How to use unnest_token on twitter text data?

Question

I'm trying to run the following and gives me an error message.

data <- c("Who said we cant have a lil dance party while were stuck in Quarantine? Happy Friday Cousins!! We got through another week of Quarantine.

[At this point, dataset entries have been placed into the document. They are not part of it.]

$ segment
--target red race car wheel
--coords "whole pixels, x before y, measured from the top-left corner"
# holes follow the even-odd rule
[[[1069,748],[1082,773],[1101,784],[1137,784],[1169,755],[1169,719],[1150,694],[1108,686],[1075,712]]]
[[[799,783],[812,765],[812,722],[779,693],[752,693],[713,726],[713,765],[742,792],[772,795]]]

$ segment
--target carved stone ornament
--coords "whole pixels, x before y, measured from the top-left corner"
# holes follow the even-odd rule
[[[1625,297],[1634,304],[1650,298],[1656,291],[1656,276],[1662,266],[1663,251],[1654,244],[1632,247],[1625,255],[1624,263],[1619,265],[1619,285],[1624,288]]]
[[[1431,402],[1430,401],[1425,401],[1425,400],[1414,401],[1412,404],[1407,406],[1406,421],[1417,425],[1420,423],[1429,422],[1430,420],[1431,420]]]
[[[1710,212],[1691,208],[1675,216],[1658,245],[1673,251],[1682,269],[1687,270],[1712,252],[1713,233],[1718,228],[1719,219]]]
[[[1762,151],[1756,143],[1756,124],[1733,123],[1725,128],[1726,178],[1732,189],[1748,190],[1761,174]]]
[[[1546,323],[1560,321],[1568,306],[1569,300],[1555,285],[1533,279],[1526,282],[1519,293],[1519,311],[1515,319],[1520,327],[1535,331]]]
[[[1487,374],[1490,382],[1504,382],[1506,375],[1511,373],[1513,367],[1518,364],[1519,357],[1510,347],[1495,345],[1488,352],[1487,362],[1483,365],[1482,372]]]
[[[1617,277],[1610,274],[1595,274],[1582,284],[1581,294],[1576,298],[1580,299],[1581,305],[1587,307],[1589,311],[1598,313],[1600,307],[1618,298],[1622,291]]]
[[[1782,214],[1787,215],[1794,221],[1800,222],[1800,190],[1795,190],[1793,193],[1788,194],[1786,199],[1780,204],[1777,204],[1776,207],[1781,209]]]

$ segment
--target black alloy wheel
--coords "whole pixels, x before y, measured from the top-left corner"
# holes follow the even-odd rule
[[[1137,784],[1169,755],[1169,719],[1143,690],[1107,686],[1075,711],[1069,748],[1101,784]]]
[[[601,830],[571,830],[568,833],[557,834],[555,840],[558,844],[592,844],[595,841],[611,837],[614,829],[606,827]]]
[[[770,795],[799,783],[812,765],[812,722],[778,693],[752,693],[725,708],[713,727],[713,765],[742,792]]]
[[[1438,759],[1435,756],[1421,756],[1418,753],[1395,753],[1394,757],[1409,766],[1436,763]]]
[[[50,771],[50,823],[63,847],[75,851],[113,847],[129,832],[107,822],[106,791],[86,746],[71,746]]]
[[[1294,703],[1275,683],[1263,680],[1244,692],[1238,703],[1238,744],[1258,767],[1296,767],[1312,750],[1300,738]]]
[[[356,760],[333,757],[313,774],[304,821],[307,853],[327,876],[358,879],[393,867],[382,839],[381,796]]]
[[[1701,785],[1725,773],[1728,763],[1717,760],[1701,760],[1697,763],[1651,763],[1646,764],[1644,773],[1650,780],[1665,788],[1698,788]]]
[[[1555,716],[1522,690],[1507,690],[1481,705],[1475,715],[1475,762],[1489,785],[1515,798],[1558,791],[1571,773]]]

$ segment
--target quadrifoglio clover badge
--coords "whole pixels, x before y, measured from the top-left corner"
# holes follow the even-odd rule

Lets continue to stay safe, healthy and make the best of the situation.  . . Video:  . . -  #blackgirlstraveltoo #everydayafrica #travelnoire #blacktraveljourney #essencetravels #africanculture #blacktravelfeed #blacktravel #melanintravel #ethiopia #representationmatters #blackcommunity #Moyoafrika #browngirlbloggers #travelafrica #blackgirlskillingit #passportstamps #blacktravelista #blackisbeautiful #weworktotravel #blackgirlsrock #mytravelcrush #blackandabroad #blackgirlstravel #blacktravel #africanamerican #africangirlskillingit #africanmusic #blacktravelmovement #blacktravelgram",
      "#Copingwiththelockdown... Festac town, Lagos.  #covid19 #streetphotography #urbanphotography #copingwiththelockdown #documentaryphotography #hustlingandbustling #cityscape #coronavirus #busyroad #everydaypeople #everydaylife #commute #lagosroad #lagosmycity #nigeria #africa #westafrica #lagos #hustle #people #strength #faith #nopoverty #everydayeverywhere #everydayafrica #everydaylagos #nohunger #chroniclesofonyinye",
      "Peace Everywhere. Amani Kila Pahali. Photo by Adan Galma  . * * * * * * #matharestories #mathare #adangalma #everydaymathare #everydayeverywhere #everydayafrica #peace #amani #knowmathare #streets #spi_street #mathareslums")
data_df <- as.data.frame(data)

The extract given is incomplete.